El otro día se cumplieron cuarenta años desde que la preautonomía dió los primeros pasos, dubitativos y confusos, hacia el Estatuto de Aragón y el desarrollo de una descentralización que aquí siempre fue de Segunda División. Así que el primer presidente de la DGA, Juan Antonio Bolea, majo y combativo, aprovechó la efemérides para lamentar que la Tierra Noble no haya luchado más y mejor por sus aspiraciones e intereses, y el jefazo actual, Javier Lambán, echó su cuarto a espadas reclamando más competencias y un tratamiento adecuado por parte de la Administración central. Atrás quedan las peculiares traiciones y miserias de nuestra peripecia autonómicas. Por ejemplo, cuando, al principio, Hipólito Gómez de las Roces y los suyos se conformaron con una especie de mancomunidad de diputaciones provinciales, o luego, cuando la UCD aragonesa obedeció a sus jefes de Madrid y aceptó la vía lenta del artículo 143 (en vez de la más directa del 151), frustrando el entusiasmo de quienes pensaban que aquí no éramos «menos que nadie».

En cuarenta años es difícil que un país europeo (grande o pequeño) no mejore en todo lo que pueda mejorar. Y la verdad es que el Aragón autónomo ha experimentado en esas cuatro décadas avances decisivos. Aunque después de cuatro décadas no cabía esperar otra cosa, la descentralización nos ha sentado bien. Eso sí, faltan por solventar cuestiones importantes: la financiación la primera, y también el pleno desarrollo estatutario (no se dará esto sin aquello); pero lo fundamental ya no está tanto ahí, en lo que atañe al Gobierno del Estado, como aquí, en lo referido a qué diantre queremos hacer con la bendita Tierra Noble, y qué iniciativas, ideas, programas, esfuerzos y eficacias vamos a poner en marcha para llegar a la meta que previamente nos hayamos propuesto... Si es que nos hemos propuesto algo que no sea estar a verlas venir, hacernos las víctimas y protestar desde el Pignatelli solo cuando cuando en La Moncloa están los de la competencia.

¿Para qué queremos la autonomía? ¿Qué pretendemos hacer con el poder aragonés? Porque si se trataba solo de disponer de un amplio sector público donde colocar a los compañeros, los amigos y los cuñaos y desde el cual llevar a cabo costosas políticas de escaparate, no era meneter ponerse tan solemnes ni manifestarse por el zaragozano Paseo de la Independencia.
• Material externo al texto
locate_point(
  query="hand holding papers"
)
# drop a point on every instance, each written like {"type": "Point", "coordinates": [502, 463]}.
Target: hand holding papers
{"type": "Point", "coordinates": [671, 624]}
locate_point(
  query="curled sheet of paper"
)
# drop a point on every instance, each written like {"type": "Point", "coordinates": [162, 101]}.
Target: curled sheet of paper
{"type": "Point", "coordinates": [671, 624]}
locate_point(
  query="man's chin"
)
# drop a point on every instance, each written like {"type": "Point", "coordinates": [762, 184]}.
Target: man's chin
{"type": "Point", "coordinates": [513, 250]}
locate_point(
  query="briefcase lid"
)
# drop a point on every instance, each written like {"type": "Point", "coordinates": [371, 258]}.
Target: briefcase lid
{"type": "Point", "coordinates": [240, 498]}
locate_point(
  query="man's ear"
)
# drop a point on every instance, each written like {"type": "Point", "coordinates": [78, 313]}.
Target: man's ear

El País Vasco, cuyo rebajadísimo cupo nos parece, con razón, una ventaja inaudita, también puede presumir de haber llevado a cabo, en circunstancias políticas extremas, un proyecto territorial de mucho calado. Tenían mucho más para invertir y lo han invertido mucho mejor. En consecuencia, la muy autónoma Euskadi (cuyo estatus actual es, en realidad, el de un estado libre asociado) nos da sopas con onda en todo. Porque sabían lo que querían y se aplicaron a lograrlo con no poca eficiencia y bastante lógica.

Cuarenta años después, Aragón sigue sin saber qué quiere ser de mayor. No lo saben los políticos, vale, pero tampoco una sociedad civil ingenua, confiada, presta al lloriqueo y, ¡ay!, tan desmovilizada.